Чулицкий отмахнулся:
— Да знаю я, Можайский, знаю! Знаю эту твою… гм… «нашекняжесть». Так что ли просто тебя обожают и все твои нынешние, и все ушедшие? Ты не смотри на то, что я с тобой постоянно собачусь: характер у меня такой — ничего не попишешь…
Можайский моргнул.
— …вечно ты лезешь всех защищать и всех под крыло берешь! Даже странно, как тебя самого до сих пор не поперли…
Улыбка Михаила Фроловича стала еще шире.
Можайский закусил свою нижнюю пухлую губу.

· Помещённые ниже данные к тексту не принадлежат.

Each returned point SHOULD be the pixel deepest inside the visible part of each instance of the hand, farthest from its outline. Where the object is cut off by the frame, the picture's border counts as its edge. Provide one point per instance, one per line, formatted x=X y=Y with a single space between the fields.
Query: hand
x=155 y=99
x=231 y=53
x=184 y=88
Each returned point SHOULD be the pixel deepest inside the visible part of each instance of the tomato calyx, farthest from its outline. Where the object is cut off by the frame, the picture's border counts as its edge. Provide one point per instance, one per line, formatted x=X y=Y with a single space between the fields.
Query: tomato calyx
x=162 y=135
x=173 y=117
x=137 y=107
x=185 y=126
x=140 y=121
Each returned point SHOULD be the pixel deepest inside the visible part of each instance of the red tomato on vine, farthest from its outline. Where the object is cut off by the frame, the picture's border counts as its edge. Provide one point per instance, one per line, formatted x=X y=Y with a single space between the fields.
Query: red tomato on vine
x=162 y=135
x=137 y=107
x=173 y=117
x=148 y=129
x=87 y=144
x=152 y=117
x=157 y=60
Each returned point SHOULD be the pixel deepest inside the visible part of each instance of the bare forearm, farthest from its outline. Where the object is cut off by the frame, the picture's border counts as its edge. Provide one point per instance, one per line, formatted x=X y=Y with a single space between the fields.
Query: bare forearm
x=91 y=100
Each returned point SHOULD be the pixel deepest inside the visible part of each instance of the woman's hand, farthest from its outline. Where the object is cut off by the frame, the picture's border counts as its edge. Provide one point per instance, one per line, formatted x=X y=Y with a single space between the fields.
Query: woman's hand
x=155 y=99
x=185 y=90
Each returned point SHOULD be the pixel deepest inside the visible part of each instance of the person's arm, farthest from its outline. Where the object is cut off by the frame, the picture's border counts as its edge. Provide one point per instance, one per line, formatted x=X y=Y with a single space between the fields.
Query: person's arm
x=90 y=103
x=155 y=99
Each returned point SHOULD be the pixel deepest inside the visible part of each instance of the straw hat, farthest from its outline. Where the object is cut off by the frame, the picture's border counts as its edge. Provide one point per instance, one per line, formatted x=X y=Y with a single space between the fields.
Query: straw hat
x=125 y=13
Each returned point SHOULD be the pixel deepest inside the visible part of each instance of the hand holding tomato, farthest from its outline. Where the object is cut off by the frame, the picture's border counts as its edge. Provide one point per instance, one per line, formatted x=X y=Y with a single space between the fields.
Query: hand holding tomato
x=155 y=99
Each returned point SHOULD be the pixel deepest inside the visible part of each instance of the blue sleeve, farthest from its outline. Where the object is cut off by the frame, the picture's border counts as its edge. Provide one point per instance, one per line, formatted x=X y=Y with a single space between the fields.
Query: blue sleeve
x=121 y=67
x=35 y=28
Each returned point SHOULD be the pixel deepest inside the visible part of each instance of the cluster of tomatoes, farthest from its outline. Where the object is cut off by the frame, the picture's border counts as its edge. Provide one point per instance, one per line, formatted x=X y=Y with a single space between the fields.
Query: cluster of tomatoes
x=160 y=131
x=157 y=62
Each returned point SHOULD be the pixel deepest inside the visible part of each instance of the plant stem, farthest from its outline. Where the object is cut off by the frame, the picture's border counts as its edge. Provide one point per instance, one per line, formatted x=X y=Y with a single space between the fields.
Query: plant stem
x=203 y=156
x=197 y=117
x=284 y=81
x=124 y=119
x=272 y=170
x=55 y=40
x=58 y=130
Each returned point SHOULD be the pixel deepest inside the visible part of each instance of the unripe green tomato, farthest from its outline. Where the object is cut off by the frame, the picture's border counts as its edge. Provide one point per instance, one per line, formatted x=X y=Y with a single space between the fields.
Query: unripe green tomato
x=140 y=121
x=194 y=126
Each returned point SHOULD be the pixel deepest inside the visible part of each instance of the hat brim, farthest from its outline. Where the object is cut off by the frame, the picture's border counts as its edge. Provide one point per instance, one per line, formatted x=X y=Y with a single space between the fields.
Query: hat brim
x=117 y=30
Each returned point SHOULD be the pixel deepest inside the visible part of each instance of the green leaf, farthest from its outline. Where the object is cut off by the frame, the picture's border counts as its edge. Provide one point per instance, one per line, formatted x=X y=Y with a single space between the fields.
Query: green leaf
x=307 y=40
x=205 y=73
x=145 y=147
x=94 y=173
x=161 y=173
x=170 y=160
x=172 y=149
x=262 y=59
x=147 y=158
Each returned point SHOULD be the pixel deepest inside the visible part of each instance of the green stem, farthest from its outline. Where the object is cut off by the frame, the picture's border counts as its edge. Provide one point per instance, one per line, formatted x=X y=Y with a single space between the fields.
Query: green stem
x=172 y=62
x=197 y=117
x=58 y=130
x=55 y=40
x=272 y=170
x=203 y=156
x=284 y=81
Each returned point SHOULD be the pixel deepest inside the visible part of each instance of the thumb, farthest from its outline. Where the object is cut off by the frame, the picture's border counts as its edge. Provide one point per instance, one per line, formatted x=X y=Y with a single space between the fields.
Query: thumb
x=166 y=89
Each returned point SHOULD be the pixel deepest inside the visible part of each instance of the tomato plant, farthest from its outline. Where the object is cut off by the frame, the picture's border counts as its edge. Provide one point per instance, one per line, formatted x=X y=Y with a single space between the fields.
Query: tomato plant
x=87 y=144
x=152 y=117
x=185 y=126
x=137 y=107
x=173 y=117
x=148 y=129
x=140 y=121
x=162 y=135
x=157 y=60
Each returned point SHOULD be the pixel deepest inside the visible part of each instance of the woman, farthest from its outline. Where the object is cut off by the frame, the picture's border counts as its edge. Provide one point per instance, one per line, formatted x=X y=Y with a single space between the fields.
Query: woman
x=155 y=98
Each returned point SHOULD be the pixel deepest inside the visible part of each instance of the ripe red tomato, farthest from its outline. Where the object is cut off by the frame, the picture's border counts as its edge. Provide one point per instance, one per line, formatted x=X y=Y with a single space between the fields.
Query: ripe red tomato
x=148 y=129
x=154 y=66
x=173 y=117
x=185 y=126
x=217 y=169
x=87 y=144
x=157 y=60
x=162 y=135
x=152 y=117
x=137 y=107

— …и ведь что удивительно: никто, насколько мне известно, и рапорта на тебя за твои безумства еще ни разу не накатал! Это тем более странно, что — уж поверь мне, моралист несчастный! — люди в массе своей вовсе не добры, а злы. И завистливы — аж страшно порою бывает. А вот поди ж ты!
Можайский опять моргнул.
— Сколько тебя знаю, не перестаю удивляться!
Тогда Можайский пожал плечами:
— Возможно, Михаил Фролович, это потому, что я не считаю людей в массе своей злыми?
— Нет, — парировал Чулицкий, — тут что-то другое. Обаяние странное, я бы сказал. То ли совесть пробуждающее, то ли… жалость.
— Жалость?
— Ну да, именно жалость.
— Ко мне?
Чулицкий кивнул:
— К тебе, к кому же еще?
Если бы лицо Можайского, изуродованное несчастьем на море, могло нахмуриться, Можайский непременно бы нахмурился. А так — получилось всего лишь, что его разбитые брови чуточку только сдвинулись с места, отчего и без того глубокие и придававшие лицу неизменно мрачное выражение морщины и шрам у переносицы стали еще глубже:
— Что ты мелешь? — спросил Можайский, впрочем, не агрессивно.
Чулицкий покачал головой:
— Да ведь с тобой — всё равно что ребенка сладкого лишить! Сморишь на тебя и думаешь: давненько в мире не было таких блаженных. А блаженного обидеть — грех немалый на душу взять. Почище, чем человека зарезать!